OS CHINESES TROCAM O CHÁ PELO CAFÉ OU BEBERÃO AMBOS?

João Amílcar Salgado

Houve um encontro internacional de ensino da medicina no Othon Palace, coordenado pelo meu notável ex-aluno Antônio Cândido de Carvalho, o Cancando.   Este eminente sulmineiro fez questão de servir um café finíssimo. O líder do ensino médico de Xangai provou e quis saber que coisa deliciosa era aquela. O Cancando me chamou para explicar-lhe, ressaltando que eu era cafeicultor. Ele então profetizou que a bebida concorreria com o chá em seu país.  Tempo depois foi noticiado que o consumo de café na China e na Índia está em forte crescimento junto à juventude urbana. A melhora das condições de vida em ambos os países causou o maior consumo do próprio chá e também do café. Se isso continuar acontecendo, os cafeicultores brasileiros seremos agraciados com incalculáveis milhões de novos adeptos de nossa bebida.

            Nos EUA aconteceu conversa semelhante, quando me pediram para falar ali do café de minha região. Fui muito franco ao afirmar que o seu país paga um preço alto por um café fino que não sabe consumir. E garanti que, quando aprendessem a beber aquela maravilha, o consumo que já é alto será muitas vezes multiplicado.

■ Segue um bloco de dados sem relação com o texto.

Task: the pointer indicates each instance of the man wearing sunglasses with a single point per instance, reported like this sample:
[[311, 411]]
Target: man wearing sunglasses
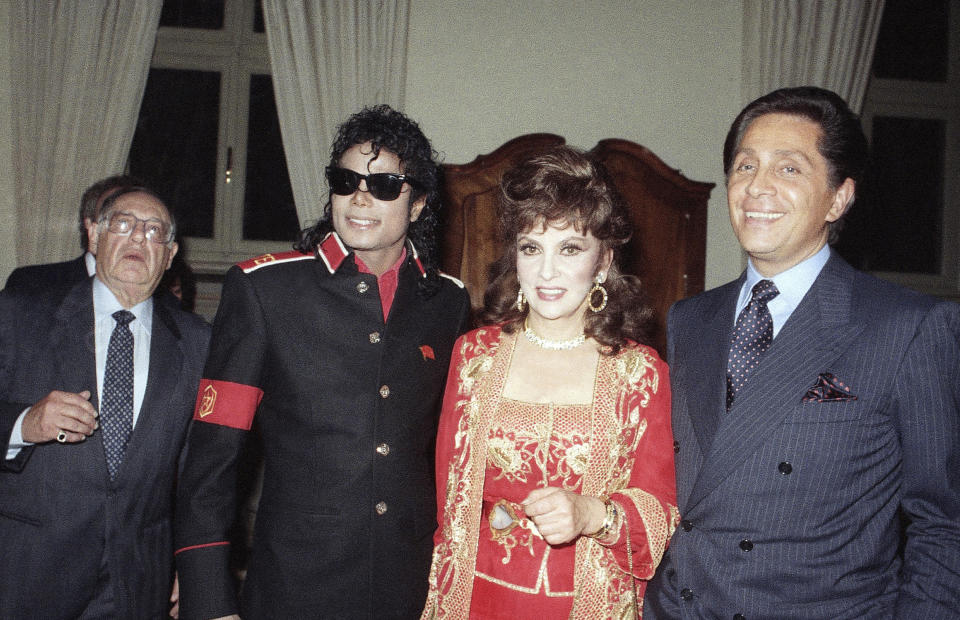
[[339, 351], [97, 387]]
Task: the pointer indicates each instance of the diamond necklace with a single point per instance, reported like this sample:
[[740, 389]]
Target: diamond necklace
[[553, 345]]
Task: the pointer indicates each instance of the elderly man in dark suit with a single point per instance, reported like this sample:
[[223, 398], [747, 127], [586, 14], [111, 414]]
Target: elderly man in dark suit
[[96, 392], [815, 408], [64, 275]]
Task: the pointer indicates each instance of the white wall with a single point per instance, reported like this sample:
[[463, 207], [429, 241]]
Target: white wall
[[663, 74], [8, 217]]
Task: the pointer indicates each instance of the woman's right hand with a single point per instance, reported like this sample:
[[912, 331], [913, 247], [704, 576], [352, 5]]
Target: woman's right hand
[[562, 516]]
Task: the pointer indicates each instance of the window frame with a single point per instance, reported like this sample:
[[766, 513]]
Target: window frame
[[937, 101], [236, 52]]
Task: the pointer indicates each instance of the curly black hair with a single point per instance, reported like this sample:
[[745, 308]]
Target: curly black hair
[[387, 129]]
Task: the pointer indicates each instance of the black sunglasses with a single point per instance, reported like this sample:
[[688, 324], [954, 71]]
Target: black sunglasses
[[381, 185]]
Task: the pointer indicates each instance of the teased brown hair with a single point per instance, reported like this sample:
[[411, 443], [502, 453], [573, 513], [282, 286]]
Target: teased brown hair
[[566, 186]]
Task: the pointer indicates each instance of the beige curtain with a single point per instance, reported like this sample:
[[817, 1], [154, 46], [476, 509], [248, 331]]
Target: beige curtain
[[826, 43], [78, 70], [329, 58]]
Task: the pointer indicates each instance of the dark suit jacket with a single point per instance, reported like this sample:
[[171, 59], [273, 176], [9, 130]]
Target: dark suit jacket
[[789, 506], [60, 514], [50, 275]]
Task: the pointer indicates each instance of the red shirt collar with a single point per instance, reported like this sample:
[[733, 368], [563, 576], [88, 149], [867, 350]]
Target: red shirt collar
[[332, 252]]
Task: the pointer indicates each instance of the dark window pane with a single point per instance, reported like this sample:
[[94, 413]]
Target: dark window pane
[[269, 213], [258, 17], [898, 226], [913, 41], [174, 147], [205, 14]]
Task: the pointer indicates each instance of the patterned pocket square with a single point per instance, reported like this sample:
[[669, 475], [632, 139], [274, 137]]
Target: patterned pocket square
[[828, 389]]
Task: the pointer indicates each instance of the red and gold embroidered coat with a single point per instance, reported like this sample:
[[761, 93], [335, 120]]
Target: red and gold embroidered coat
[[631, 462]]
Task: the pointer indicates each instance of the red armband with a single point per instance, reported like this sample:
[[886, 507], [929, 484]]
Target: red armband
[[227, 403]]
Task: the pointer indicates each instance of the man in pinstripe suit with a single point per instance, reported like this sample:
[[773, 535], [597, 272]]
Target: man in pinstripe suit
[[822, 480]]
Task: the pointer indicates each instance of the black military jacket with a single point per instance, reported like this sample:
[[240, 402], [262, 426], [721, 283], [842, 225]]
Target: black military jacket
[[347, 407]]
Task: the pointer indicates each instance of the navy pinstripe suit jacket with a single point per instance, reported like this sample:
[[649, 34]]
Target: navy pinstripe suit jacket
[[794, 508]]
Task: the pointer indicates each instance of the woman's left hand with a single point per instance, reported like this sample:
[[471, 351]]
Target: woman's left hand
[[561, 516]]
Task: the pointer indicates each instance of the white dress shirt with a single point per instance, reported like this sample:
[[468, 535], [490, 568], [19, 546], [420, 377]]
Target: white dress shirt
[[104, 305]]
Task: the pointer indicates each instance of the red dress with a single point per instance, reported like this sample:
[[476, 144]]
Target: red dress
[[492, 451], [529, 446]]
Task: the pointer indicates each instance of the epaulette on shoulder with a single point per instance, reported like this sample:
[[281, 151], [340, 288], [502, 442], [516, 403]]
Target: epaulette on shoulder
[[278, 258], [451, 278]]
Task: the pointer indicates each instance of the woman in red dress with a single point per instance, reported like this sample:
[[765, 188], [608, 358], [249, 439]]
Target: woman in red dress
[[555, 479]]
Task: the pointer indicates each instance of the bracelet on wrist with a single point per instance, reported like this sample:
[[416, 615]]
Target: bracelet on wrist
[[609, 520]]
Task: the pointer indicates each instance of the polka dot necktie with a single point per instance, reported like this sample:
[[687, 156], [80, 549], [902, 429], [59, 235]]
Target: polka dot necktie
[[116, 407], [752, 336]]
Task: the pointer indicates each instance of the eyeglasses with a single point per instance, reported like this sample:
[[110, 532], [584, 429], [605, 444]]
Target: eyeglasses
[[382, 185], [153, 229]]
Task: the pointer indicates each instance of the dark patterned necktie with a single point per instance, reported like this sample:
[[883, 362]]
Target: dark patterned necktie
[[752, 336], [116, 406]]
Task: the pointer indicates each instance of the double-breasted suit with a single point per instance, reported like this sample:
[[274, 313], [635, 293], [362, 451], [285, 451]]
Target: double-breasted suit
[[791, 500], [60, 514]]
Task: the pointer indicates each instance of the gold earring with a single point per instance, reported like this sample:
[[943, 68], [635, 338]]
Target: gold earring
[[603, 304]]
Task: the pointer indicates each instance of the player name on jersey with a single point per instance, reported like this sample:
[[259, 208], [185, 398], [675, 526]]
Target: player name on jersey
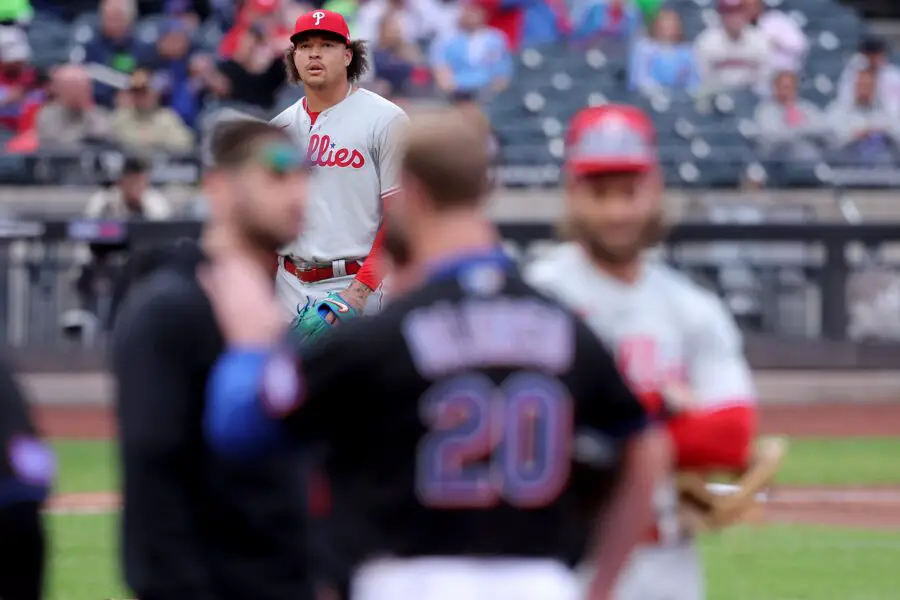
[[481, 333]]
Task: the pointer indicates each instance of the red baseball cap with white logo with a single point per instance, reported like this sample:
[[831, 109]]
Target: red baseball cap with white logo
[[612, 138], [321, 20]]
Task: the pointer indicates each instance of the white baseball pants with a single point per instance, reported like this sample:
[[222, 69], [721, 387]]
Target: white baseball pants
[[454, 578], [293, 293]]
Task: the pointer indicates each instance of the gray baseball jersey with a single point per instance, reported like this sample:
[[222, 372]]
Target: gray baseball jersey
[[663, 328], [354, 148]]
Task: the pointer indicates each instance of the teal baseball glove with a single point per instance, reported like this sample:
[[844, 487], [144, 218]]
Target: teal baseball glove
[[312, 320]]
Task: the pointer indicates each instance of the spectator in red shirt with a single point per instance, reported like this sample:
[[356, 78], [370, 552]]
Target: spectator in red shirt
[[266, 16], [17, 77]]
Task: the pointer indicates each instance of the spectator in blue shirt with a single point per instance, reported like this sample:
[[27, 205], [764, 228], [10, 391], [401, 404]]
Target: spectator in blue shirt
[[664, 60], [475, 59], [170, 63], [113, 45], [597, 20]]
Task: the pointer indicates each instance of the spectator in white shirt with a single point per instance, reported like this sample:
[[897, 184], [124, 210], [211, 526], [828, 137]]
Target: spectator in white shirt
[[789, 126], [872, 54], [734, 54], [419, 19], [131, 198], [787, 42], [863, 130]]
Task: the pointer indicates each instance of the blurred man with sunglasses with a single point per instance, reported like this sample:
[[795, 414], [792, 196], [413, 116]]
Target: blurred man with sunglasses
[[195, 527]]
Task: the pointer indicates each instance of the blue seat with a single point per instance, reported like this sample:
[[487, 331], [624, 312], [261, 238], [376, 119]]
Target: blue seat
[[148, 29], [527, 155], [84, 29], [519, 132]]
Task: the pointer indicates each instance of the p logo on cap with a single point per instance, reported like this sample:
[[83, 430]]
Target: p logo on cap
[[326, 21]]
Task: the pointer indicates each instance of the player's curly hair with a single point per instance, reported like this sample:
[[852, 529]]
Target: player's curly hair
[[359, 63]]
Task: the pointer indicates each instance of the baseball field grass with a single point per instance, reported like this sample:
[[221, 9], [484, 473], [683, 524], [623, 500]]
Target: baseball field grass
[[771, 562]]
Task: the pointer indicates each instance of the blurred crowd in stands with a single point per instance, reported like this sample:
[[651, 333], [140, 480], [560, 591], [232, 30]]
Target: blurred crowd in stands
[[139, 75]]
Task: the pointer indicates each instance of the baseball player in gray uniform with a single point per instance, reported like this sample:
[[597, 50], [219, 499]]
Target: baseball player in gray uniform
[[668, 334], [331, 272]]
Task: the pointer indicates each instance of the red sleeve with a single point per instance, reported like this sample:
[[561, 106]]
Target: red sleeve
[[372, 271], [715, 439]]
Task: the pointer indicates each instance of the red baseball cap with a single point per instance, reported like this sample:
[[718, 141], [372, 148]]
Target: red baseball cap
[[322, 20], [610, 139]]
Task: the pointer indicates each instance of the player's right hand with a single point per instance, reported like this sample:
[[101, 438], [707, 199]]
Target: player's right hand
[[242, 299]]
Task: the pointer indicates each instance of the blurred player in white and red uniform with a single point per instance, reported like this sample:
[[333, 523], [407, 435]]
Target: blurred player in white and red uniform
[[672, 338], [351, 140]]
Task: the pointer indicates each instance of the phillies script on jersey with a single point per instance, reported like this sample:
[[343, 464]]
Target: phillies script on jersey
[[356, 151], [322, 152]]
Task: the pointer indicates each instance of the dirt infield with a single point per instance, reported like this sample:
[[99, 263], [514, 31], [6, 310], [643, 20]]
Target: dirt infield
[[858, 507], [867, 508], [820, 420]]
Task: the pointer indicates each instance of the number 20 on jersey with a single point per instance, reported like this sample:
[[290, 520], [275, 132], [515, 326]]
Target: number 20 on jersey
[[488, 444]]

            Bem antes desse evento internacional, esteve entre nós, o cientista prêmio Nobel Alfred Gilman, autor clássico de farmacologia, quando se mostrou fã da nossa cachaça e de nosso café. Perguntei se tinha provado o nosso guaraná. “Vou provar urgentemente”, respondeu. Resumo dessa prosa: ele me convidou para escrever um capítulo sobre café, guaraná e cachaça na próxima edição de seu livro. Perguntaram-me, depois, sobre o capítulo e respondi que o convite tinha sido uma brincadeira.